Using the zap-and-freeze technique, nerve cells are electrically stimulated and then rapidly frozen just a few milliseconds later. This method makes it possible to capture the movements of cellular components for observation under an electron microscope. In a newly published study, an international research team led by the Carl Ludwig Institute for Physiology at Leipzig University has demonstrated that this new technique also works in intact brain tissue from both mice and humans.
The researchers initially examined brain samples from mice.
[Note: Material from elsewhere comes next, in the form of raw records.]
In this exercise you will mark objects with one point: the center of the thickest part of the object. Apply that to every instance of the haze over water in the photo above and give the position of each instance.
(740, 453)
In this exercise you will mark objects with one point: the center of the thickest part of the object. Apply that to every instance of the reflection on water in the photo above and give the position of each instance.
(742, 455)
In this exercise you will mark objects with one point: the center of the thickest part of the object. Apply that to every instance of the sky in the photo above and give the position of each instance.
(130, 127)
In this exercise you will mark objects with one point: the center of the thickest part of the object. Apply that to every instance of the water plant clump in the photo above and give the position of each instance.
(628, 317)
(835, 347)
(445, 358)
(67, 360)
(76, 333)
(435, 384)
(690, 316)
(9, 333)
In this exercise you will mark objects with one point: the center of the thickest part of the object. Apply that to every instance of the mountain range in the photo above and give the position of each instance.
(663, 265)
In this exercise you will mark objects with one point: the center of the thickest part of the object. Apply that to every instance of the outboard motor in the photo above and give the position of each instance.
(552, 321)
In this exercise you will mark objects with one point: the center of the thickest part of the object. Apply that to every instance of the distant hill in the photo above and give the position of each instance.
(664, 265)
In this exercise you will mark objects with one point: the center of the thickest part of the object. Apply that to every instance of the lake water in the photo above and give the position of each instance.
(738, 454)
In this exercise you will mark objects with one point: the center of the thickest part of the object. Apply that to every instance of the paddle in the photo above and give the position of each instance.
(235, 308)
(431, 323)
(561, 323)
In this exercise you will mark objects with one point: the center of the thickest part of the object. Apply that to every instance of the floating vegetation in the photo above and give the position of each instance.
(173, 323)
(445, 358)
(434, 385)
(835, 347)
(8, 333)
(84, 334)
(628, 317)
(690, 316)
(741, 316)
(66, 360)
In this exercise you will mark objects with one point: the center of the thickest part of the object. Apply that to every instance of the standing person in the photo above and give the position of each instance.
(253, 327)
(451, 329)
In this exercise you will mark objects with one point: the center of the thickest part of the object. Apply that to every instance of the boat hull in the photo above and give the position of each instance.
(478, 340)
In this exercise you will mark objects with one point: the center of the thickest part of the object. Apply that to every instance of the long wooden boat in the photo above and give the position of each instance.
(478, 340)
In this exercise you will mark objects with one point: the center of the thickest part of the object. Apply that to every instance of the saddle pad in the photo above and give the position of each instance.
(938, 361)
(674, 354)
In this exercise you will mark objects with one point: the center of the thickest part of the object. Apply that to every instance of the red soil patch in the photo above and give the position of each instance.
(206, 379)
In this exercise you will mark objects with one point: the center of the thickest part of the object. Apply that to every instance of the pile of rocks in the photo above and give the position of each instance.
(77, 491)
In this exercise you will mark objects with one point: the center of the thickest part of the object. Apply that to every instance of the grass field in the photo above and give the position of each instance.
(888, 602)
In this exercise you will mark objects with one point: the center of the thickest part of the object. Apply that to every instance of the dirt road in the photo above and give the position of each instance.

Using the zap-and-freeze method, they stimulated nerve cells and observed how small vesicles – tiny membrane-bound sacs – are recycled for neuronal communication after releasing neurotransmitters. In healthy brains, synaptic vesicles help transmit information from one cell to another – a process that is crucial for information processing, learning and memory formation.
The researchers then applied the same method to human brain tissue and found that the process occurs in the same way. In both cases, they identified the protein Dynamin1xA at the sites where vesicles are recycled. This shows that the underlying mechanism functions in essentially the same way in mice and humans. “As a result, we were able for the first time to directly observe how the cell membrane in the human brain is rapidly renewed after neurotransmitters are released. Using this method, we can, in a sense, observe brain cells as they learn. This confirms the high relevance of model organisms for basic research in neuroscience,” says Dr Kristina Lippmann of Leipzig University’s Carl Ludwig Institute for Physiology, corresponding author of the study.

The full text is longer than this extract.